The So-fine Real-time ML Paradigm main image

Etsy Engineering | Unleashing the Power of Real-time ML with the So-fine Paradigm

Each year, Etsy hosts an internal hackathon called “CodeMosaic,” where teams propose and build innovative technologies in a short amount of time. This year, our team worked on a project to develop a system for stateful machine learning and online machine learning. This ambitious project aimed to update machine learning models in real-time, resulting in cost savings and improved performance. In this article, we’ll discuss our journey during the hackathon and the potential impact of our project. While there are challenges in implementing this system in a production environment, we believe that as machine learning continues to evolve, more advanced architectures will become possible with less complexity.

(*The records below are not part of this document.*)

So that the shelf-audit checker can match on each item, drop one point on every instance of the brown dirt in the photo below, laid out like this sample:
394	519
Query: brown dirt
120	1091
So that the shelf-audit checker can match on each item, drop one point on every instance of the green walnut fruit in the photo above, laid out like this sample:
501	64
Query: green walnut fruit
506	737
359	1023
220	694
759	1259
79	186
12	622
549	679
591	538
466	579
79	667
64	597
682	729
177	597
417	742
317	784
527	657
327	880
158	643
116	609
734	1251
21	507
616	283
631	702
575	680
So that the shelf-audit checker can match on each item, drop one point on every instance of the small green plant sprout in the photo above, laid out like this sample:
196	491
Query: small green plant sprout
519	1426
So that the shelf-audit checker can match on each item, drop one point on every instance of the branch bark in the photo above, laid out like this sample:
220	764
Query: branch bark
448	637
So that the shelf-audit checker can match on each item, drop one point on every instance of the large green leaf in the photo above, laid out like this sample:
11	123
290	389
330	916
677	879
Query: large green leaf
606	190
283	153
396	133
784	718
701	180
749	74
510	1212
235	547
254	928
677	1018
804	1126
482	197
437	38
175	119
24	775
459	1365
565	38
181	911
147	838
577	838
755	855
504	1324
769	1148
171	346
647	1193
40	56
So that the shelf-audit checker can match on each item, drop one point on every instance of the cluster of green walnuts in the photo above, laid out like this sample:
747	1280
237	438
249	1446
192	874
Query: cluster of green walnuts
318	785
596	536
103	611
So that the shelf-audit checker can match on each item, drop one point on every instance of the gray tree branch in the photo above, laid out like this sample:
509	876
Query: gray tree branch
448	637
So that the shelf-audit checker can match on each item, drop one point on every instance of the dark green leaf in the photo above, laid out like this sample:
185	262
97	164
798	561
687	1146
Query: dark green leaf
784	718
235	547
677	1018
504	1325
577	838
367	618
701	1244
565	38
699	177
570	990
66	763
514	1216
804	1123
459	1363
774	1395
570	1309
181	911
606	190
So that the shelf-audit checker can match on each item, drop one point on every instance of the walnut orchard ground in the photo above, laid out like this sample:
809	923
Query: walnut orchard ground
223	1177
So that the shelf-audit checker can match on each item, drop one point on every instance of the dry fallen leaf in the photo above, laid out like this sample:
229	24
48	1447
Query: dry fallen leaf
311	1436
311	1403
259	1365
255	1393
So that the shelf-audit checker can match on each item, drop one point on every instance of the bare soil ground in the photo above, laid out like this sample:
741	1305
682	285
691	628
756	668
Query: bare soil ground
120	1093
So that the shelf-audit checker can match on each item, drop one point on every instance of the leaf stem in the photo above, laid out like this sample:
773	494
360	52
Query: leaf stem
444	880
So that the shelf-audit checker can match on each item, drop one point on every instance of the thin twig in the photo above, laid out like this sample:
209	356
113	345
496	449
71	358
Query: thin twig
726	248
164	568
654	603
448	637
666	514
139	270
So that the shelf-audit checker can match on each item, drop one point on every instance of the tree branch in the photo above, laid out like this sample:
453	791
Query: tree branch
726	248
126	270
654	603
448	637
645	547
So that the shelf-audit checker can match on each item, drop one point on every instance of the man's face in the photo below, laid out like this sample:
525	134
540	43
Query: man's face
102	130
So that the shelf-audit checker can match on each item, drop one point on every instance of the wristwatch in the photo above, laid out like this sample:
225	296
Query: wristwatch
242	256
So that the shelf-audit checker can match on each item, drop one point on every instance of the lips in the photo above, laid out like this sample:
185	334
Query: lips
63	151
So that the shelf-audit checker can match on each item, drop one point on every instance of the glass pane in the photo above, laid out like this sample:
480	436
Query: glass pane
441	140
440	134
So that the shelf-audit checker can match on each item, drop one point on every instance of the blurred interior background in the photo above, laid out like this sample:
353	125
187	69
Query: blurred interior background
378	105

Full Article: Etsy Engineering | Unleashing the Power of Real-time ML with the So-fine Paradigm

Revolutionizing Machine Learning: The Story of Etsy’s CodeMosaic Project

Each year, Etsy, the renowned e-commerce platform, organizes an internal event called “CodeMosaic.” This event serves as a hackathon, where Etsy’s admin team proposes and builds groundbreaking technological advancements across various themes. People from all departments within Etsy come together to share ideas, form teams, and work tirelessly for 2-3 days to create innovative proofs-of-concept that can greatly benefit Etsy’s buyers, sellers, and improve the internal engineering systems. It is not only a fun-filled event but also an opportunity for engineers to experiment with new ideas and push the boundaries of technology.

You May Also Like to Read  Unlocking the Power of Python Libraries for Natural Language Processing: A Comprehensive Overview and Comparison

The Ambitious Project

As part of this year’s CodeMosaic, our team took on an incredibly ambitious project. We set out to create a system for stateful machine learning model training and online machine learning. While our ML pipelines at Etsy are familiar with streaming data, we lacked models that could learn in a real-time context. We aimed to develop models that could have their weights updated in near-real-time, without the need for retraining from scratch. This approach, known as stateful training, allows incremental updates to a pre-trained ML model, saving significant costs. Online learning, on the other hand, involves updating model weights in production rather than through batch processes. Combining these two approaches can result in powerful models.

A study conducted by Grubhub in 2021 demonstrated the potential benefits of stateful online learning, including up to a 45x reduction in costs and a 20% improvement in metrics. As cost-effectiveness is crucial, we were excited about the prospect of saving money while making significant technological advancements.

Day 1: Planning

We knew that building such a complex system would be no easy feat. Our current ML pipelines relied on offline, scheduled batch jobs to generate training data from user actions. Unfortunately, this meant that it took a minimum of 40 hours for user actions to impact a model’s weights. To ensure the success of our project within the limited timeframe of three days, we divided our work into three main streams:

  1. Real-time training data: Our goal was to bypass the batch jobs responsible for our current training data and directly obtain user attributions (actions) from the source.
  2. Learning from a data stream: We aimed to create a service that could consume the data stream, continuously update the model’s weights, and make it available for online serving.
  3. Evaluation: We needed to validate the performance benefits of our approach compared to our existing batch processes.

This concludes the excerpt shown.